Impact of Domestic Violence on Children
WEAVE knows that children raised in homes with domestic violence experience the same trauma as the abused parent, but they may lack the capacity to process the abuse. WEAVE has been a leader in supporting these young victims and their unique experiences.
Without recognition and intervention, children who live with daily exposure to domestic violence will endure lifelong barriers to healthy relationships and healthy lives. More than half of our shelter residents are children ages 17 and younger. At the Safehouse, we offer an array of specialized children’s services to help combat the trauma these youngest victims have experienced.

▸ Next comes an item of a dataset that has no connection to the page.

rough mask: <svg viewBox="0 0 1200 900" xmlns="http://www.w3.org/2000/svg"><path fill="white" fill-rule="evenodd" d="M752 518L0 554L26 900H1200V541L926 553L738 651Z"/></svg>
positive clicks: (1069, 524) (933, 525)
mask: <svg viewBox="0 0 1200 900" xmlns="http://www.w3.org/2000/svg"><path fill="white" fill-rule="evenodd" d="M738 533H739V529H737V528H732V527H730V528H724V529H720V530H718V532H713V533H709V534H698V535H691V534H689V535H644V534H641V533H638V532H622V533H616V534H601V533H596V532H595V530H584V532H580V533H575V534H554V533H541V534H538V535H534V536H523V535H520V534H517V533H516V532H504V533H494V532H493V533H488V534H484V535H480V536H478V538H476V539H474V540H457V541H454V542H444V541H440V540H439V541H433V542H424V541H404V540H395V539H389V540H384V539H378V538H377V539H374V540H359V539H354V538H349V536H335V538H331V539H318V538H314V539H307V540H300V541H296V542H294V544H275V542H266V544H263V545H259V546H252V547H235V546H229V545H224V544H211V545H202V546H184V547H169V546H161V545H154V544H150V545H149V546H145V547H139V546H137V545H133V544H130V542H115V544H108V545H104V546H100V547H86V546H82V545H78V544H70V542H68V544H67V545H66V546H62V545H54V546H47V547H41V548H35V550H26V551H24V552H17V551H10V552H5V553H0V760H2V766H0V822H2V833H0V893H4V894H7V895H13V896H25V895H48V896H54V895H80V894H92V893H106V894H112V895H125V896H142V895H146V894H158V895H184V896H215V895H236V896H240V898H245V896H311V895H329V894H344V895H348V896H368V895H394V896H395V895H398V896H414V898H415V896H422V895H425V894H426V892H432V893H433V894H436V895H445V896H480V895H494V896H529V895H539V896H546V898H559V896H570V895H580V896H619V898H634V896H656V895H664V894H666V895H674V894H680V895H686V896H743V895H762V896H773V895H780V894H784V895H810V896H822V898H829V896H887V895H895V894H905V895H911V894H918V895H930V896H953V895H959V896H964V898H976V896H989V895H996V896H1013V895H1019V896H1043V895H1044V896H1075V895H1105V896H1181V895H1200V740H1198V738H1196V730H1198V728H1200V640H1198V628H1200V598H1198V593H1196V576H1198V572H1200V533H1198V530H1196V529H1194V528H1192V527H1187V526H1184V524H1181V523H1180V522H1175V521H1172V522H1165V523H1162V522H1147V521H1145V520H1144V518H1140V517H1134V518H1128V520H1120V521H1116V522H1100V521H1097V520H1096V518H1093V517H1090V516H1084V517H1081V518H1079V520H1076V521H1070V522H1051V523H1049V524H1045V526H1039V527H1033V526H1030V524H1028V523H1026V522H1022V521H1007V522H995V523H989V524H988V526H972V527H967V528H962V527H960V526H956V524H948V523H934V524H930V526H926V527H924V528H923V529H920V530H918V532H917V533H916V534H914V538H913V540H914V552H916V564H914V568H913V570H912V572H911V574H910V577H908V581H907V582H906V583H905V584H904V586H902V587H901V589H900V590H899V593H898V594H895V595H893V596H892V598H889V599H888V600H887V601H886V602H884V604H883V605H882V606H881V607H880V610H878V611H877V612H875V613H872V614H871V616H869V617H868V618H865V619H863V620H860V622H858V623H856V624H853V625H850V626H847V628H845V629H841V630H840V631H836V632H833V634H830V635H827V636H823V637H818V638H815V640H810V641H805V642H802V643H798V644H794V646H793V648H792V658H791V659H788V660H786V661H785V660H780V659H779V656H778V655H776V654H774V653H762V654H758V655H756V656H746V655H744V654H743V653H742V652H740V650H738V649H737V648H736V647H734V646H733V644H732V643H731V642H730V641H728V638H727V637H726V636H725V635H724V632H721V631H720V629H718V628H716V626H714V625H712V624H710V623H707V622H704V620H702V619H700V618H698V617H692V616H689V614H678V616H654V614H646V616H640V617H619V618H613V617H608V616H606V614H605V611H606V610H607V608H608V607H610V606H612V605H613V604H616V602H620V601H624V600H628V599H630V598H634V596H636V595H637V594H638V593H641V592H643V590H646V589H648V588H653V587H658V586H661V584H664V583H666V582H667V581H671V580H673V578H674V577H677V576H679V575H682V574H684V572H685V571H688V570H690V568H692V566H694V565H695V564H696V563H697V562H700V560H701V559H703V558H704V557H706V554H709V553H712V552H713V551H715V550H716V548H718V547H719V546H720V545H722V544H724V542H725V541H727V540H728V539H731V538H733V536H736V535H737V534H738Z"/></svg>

We understand that domestic violence is linked to other forms of child abuse, and we know that more than half of the children in violent homes experience physical abuse and neglect. We hear the stories from mothers struggling to meet the most basic of needs while enduring relentless abuse — knowing their children are suffering. We hear from children who talk about the injuries they sustain when they try to intervene in the violence or anger the abuser. Even when the child is not physically abused or neglected, exposure to domestic violence is one aspect of “Adverse Childhood Experiences (ACEs).” These are stressful or traumatic events that strongly impact development and lead to a wide variety of health problems. ACEs include physical, emotional, and sexual abuse experienced by the child, and they encompass neglect and exposure to violence outside the home as well. Decades of ACEs research shows the importance of recognizing childhood trauma and addressing the impact of toxic stress on children. Without recognition and intervention, children who live with daily exposure to domestic violence will endure lifelong barriers to healthy relationships and healthy lives. More than half of our shelter residents are children ages 17 and younger. At the Safehouse, we offer an array of specialized children’s services to help combat the trauma these youngest victims have experienced.
It is common for children to enter the Safehouse being very guarded. Once they realize it is a safe place, they may act out physically and verbally because they are finally able to do so without fear of violence. Children may express anger at the non-abusive parent or feel guilt for loving the abuser. All of these feelings are normal, and it is critical that children have access to therapeutic support to understand and heal. Dedicated Children’s Counselors are onsite, just for this reason. These counselors use developmentally appropriate therapies to help children process the abuse and develop coping skills. This includes using art and sand tray therapy to help children articulate their experiences. The healing that begins and coping skills learned stay with these children long after they leave the Safehouse campus. In addition, the Safehouse campus provides much more than therapy.
We know that children need time to just be kids. To play. To run. To shout with joy. Children from violent homes have not had this opportunity. They are kept close to home to avoid angering the abuser. They stay quiet for fear of triggering another violent attack. Any friendships come with the burden of keeping secret what happens in their home and limits play dates and sleepovers. At the Safehouse, there are no secrets. The children share the experience of domestic violence, and they are provided a three-acre campus with an amazing playground, a Nature Explore Outdoor Classroom, and a Children’s Center for indoor activities such as reading or baking. Playcare Advocates are onsite to provide structured play time games, one-on-one time doing puzzles, and small group activities to provide mothers and children with much needed respite.
The Safehouse campus includes a K-12 onsite charter school, and children are required by law to be enrolled in school within 72 hours of entering the Safehouse. Returning to their school may not be safe, as the abusive parent will know their schedule and may stalk and harm the family at the school. The Safehouse Charter School is taught by a credentialed bilingual teacher who helps children stay on track and even make up academic deficiencies.